A discussion on multiple regression models A discussion on multiple regression models In our previous discussion of simple linear regression, we focused on a model in which one independent or explanatory variable X was used to predict the value

More information

Data Analysis and Statistical Methods Statistics 651

Data Analysis and Statistical Methods Statistics 651 y 1 2 3 4 5 6 7 x Data Analysis and Statistical Methods Statistics 651 http://www.stat.tamu.edu/~suhasini/teaching.html Lecture 32 Suhasini Subba Rao Previous lecture We are interested in whether a dependent

More information

STAT 3022 Spring 2007

STAT 3022 Spring 2007 Simple Linear Regression Example These commands reproduce what we did in class.

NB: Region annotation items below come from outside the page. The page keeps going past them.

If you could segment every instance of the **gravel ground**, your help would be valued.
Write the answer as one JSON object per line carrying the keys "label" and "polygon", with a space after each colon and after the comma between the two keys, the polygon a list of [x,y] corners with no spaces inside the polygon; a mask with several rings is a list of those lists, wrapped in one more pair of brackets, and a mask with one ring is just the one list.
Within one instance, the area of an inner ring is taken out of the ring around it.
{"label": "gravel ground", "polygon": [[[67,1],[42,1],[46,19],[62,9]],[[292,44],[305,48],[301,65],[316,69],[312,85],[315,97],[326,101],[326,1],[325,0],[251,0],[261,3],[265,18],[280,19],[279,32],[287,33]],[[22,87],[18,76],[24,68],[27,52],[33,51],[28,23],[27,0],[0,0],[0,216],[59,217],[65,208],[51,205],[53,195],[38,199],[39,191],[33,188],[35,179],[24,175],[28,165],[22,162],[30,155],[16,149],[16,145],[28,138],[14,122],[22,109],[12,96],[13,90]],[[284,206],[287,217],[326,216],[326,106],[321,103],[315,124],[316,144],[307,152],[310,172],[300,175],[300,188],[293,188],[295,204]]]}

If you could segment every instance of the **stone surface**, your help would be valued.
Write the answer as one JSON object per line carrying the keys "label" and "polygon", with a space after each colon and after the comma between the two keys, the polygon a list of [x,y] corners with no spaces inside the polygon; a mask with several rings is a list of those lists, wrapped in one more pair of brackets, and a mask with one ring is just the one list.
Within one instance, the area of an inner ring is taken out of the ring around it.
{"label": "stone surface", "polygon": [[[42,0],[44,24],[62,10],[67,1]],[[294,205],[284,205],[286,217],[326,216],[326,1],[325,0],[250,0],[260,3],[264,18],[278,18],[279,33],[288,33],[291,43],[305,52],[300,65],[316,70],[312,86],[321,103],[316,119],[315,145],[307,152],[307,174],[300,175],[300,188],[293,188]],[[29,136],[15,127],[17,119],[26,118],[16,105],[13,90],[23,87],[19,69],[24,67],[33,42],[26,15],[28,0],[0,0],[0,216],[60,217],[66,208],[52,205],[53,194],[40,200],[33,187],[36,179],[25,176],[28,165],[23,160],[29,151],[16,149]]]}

You should enter these in R and see what they do. Start by typing > set.seed(42) to reset the random number generator so

More information

MATH 644: Regression Analysis Methods

MATH 644: Regression Analysis Methods MATH 644: Regression Analysis Methods FINAL EXAM Fall, 2012 INSTRUCTIONS TO STUDENTS: 1. This test contains SIX questions. It comprises ELEVEN printed pages. 2. Answer ALL questions for a total of 100

More information

Regression, Part I. - In correlation, it would be irrelevant if we changed the axes on our graph.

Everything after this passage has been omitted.